Incrementally adding fastai goodness to your PyTorch models
 
from fastai.vision.all import *

We're going to use the MNIST training code from the official PyTorch examples, slightly reformatted for space, updated from AdaDelta to AdamW, and converted from a script to a module. There's a lot of code, so we've put it into migrating_pytorch.py!

from migrating_pytorch import *

We can entirely replace the custom training loop with fastai's. That means you can get rid of train(), test(), and the epoch loop in the original code, and replace it all with just this:

data = DataLoaders(train_loader, test_loader)
learn = Learner(data, Net(), loss_func=F.nll_loss, opt_func=Adam, metrics=accuracy, cbs=CudaCallback)

We also added CudaCallback to have the model and data moved to the GPU for us. Alternatively, you can use the fastai DataLoader, which provides a superset of the functionality of PyTorch's (with the same API), and can handle moving data to the GPU for us (see migrating_ignite.ipynb for an example of this approach).

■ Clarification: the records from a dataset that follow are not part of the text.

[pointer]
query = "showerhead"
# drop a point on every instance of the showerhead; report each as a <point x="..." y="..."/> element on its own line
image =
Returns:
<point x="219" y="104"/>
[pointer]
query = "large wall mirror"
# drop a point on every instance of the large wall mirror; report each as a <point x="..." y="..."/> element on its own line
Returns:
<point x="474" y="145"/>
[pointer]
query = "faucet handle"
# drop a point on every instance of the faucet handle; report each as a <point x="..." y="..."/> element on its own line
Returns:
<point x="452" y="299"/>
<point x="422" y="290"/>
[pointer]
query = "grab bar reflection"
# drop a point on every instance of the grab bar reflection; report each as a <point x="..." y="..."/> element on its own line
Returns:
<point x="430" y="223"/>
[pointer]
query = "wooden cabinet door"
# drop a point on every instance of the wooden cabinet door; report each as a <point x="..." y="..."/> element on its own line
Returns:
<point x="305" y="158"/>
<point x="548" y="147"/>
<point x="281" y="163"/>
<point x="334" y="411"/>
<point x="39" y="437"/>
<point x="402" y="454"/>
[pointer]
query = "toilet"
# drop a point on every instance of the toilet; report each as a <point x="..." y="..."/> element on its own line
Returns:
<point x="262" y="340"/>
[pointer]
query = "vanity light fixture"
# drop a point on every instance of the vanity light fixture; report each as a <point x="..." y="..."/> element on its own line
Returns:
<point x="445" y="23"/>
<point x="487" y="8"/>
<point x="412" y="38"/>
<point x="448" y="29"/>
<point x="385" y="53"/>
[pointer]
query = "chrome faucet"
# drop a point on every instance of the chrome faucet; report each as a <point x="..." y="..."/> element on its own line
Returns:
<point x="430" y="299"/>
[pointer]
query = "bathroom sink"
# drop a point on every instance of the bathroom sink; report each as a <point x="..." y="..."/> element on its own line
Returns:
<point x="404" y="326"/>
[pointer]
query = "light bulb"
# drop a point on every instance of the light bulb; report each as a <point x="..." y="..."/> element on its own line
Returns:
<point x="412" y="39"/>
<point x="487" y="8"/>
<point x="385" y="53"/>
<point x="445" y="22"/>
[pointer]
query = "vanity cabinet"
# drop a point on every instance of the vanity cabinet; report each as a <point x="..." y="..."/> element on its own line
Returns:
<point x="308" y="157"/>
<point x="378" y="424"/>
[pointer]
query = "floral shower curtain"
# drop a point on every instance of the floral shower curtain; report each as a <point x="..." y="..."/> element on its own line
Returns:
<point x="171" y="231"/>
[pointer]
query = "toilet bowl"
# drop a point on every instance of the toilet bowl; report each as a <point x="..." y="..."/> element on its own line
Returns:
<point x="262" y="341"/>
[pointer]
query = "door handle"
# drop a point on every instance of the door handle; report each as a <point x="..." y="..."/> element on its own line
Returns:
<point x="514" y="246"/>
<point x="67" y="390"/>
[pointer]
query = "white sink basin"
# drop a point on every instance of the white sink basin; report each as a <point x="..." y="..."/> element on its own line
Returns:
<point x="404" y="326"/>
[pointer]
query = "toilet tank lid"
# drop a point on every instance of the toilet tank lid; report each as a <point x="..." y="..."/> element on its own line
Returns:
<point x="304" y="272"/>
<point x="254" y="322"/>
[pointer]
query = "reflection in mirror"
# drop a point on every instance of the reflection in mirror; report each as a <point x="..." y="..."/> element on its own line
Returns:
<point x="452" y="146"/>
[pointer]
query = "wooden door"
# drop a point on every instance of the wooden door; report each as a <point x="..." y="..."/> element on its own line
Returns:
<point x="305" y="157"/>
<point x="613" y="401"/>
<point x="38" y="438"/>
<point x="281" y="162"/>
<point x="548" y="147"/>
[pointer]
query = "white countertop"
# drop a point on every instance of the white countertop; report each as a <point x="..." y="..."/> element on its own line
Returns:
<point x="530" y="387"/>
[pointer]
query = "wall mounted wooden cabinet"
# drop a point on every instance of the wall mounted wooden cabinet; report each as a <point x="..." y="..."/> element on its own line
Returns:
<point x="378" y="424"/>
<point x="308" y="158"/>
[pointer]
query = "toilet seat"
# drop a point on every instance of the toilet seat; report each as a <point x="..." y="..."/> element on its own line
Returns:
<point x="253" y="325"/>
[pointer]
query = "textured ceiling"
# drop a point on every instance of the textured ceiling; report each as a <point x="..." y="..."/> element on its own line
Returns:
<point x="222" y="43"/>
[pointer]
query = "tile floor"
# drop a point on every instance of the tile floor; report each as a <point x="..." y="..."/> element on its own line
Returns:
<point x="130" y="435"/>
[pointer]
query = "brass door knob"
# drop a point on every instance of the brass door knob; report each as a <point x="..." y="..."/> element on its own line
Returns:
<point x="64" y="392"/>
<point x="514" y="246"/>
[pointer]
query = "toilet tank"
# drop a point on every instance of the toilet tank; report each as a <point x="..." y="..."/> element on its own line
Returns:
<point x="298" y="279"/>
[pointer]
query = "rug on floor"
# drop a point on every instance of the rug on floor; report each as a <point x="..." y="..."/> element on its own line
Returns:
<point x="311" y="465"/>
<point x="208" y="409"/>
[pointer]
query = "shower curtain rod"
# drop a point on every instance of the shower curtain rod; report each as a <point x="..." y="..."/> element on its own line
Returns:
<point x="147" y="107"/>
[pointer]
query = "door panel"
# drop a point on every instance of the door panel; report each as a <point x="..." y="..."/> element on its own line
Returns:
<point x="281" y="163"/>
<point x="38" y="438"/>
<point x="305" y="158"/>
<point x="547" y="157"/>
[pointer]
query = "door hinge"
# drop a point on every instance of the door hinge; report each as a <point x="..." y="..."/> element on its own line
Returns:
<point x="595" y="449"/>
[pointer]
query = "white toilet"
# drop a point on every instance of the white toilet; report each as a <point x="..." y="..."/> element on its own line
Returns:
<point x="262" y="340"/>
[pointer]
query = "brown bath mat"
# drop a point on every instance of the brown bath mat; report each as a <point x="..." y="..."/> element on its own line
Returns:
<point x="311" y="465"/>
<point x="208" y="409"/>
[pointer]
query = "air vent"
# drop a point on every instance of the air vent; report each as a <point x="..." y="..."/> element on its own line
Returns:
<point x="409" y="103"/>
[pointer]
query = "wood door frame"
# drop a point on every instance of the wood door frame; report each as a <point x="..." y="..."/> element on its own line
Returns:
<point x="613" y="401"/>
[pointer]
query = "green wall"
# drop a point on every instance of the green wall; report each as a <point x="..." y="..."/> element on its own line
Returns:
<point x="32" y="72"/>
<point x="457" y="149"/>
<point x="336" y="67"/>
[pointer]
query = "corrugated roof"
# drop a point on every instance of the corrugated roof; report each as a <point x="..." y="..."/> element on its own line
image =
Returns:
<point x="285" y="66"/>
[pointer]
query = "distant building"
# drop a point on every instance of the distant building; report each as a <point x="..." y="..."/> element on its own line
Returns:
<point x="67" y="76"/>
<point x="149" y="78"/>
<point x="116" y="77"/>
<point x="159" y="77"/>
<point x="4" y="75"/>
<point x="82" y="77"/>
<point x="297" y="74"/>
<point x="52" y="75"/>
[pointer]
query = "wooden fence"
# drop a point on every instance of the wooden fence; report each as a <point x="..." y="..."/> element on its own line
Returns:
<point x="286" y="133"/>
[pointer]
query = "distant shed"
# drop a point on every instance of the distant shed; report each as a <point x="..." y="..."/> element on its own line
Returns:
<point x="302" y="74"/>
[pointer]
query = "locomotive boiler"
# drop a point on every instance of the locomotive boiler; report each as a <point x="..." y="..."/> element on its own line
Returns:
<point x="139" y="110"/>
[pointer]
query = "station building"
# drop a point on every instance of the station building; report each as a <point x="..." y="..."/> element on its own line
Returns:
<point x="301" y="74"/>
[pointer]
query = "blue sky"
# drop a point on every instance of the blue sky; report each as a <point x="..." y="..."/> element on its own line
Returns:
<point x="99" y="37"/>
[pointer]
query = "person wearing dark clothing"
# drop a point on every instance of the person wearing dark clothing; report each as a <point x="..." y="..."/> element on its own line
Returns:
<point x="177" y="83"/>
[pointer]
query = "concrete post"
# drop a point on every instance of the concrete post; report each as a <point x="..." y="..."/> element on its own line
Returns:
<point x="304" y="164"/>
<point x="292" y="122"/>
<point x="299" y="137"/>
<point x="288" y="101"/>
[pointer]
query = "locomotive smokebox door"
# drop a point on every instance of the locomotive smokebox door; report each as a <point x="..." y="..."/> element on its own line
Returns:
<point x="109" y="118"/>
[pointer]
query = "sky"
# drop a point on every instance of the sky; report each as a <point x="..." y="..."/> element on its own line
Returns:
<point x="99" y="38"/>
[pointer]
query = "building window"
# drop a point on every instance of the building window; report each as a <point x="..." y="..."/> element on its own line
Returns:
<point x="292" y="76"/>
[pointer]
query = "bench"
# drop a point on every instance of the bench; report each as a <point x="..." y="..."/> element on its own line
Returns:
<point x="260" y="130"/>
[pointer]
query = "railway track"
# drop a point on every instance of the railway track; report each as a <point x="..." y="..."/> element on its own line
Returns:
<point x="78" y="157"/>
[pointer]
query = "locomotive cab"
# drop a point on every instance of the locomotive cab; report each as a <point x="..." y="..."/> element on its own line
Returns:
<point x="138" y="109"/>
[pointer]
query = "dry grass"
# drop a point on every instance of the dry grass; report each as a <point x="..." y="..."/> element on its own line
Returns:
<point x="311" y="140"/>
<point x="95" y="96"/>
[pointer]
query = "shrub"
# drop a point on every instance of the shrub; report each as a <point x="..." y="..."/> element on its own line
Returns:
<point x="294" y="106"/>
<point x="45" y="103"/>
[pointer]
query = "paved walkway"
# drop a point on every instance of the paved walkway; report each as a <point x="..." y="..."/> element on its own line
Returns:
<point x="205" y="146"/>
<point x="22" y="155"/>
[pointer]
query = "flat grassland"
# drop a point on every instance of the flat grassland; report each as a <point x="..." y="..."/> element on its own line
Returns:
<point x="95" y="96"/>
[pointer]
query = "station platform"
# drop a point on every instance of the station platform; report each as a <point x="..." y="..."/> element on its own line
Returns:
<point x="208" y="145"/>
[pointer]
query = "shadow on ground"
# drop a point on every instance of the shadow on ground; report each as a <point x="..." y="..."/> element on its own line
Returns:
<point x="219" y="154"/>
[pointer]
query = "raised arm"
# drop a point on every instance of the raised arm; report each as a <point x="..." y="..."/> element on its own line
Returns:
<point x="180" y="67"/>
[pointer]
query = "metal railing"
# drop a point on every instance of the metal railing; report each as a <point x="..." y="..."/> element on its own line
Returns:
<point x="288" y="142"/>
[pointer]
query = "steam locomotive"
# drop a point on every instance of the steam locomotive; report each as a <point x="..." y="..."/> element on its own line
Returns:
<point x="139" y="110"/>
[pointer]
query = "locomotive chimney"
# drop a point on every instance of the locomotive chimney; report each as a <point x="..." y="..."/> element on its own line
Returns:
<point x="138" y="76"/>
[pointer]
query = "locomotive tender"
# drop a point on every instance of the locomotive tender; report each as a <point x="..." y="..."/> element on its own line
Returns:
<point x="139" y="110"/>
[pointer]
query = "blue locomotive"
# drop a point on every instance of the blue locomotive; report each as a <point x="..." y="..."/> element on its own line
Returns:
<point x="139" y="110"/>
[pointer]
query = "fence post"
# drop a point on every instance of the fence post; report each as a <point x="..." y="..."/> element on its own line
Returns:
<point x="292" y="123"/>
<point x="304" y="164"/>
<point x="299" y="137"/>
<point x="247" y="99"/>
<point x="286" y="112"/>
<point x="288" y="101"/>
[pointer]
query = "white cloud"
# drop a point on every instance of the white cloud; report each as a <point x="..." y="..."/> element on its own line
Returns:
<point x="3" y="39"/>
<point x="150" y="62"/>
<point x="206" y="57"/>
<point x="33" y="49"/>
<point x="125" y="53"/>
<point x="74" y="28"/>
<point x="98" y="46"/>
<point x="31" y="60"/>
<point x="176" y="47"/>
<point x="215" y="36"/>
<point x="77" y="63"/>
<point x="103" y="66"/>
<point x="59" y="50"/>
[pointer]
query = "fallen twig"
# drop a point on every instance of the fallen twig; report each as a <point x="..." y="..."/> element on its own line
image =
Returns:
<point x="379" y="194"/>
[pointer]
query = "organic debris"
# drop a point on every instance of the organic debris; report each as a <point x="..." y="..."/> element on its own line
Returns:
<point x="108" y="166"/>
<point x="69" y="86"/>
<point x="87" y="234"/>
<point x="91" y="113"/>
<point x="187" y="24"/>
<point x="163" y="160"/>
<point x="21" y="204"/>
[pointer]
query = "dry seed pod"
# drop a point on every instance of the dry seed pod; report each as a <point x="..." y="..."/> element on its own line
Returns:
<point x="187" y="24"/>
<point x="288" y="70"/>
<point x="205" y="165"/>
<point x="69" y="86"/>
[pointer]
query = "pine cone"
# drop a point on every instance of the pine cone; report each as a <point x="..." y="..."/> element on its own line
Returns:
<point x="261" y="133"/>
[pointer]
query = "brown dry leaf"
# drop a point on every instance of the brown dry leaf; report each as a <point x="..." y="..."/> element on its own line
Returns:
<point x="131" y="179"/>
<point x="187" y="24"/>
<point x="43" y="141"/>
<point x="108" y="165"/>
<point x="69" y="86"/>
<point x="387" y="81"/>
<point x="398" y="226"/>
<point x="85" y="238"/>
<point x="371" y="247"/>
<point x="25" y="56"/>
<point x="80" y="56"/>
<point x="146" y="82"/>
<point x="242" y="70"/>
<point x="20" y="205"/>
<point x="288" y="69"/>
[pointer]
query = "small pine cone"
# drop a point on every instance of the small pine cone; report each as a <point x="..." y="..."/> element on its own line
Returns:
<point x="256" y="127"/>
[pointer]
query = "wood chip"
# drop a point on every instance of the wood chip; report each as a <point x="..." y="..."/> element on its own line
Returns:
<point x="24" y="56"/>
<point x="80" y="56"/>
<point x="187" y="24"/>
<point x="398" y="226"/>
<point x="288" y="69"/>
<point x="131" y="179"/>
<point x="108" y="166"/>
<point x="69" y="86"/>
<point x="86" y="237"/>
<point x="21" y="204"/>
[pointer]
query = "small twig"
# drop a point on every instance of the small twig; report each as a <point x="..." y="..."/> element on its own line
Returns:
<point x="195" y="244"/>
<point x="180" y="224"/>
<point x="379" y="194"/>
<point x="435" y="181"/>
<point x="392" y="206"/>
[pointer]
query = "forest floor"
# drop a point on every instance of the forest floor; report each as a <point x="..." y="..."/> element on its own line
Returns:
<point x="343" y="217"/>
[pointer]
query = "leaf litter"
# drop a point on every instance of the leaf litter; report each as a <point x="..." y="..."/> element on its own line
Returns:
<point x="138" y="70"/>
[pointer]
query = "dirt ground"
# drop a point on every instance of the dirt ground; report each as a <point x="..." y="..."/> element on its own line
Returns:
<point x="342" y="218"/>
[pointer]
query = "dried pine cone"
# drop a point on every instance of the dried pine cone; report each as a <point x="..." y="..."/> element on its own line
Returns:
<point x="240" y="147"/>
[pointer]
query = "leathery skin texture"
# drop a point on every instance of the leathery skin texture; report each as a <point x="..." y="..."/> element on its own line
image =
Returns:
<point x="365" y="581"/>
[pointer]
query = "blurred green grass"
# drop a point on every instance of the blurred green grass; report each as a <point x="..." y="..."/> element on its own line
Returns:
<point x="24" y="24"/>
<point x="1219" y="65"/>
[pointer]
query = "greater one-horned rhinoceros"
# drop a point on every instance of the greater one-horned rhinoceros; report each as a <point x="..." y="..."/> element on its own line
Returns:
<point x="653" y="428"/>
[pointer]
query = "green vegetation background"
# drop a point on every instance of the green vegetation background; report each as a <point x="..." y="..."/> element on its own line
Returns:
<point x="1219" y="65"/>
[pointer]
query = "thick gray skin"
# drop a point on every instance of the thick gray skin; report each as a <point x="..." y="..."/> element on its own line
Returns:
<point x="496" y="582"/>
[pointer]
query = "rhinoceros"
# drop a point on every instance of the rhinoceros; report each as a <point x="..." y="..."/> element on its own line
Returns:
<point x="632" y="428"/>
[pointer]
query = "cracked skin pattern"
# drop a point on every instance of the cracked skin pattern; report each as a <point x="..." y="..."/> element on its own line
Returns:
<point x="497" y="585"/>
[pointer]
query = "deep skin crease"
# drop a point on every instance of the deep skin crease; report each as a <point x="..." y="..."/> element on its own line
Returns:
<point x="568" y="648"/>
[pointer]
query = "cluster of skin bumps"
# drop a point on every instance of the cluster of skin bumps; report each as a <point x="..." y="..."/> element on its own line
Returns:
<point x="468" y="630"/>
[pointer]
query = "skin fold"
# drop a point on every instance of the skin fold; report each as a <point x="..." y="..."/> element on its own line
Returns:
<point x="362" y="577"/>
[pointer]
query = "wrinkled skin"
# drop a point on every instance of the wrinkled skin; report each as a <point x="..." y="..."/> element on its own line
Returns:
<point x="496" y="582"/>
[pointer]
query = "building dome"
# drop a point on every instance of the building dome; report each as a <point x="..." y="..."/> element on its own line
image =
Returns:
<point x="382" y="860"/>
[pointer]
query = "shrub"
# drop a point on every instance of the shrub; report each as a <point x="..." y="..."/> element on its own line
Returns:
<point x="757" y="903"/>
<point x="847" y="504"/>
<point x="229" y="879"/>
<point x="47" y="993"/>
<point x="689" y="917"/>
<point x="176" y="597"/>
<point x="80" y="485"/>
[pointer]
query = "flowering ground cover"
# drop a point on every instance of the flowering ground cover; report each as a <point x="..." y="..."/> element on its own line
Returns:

fastai supports many schedulers. We recommend fitting with 1cycle training:

learn.fit_one_cycle(epochs, lr)
epoch train_loss valid_loss accuracy time
0 0.129090 0.052289 0.982600 00:17

As you can see, migrating from pure PyTorch allows you to remove a lot of code, and doesn't require you to change any of your existing data pipelines, optimizers, loss functions, models, etc.

Once you've made this change, you can then benefit from fastai's rich set of callbacks, transforms, visualizations, and so forth.

Note that fastai much more than just a training loop (although we're only using the training loop in this example) - it is a complete framework including GPU-accelerated transformations, end-to-end inference, integrated applications for vision, text, tabular, and collaborative filtering, and so forth. You can use any part of the framework on its own, or combine them together, as described in the fastai paper.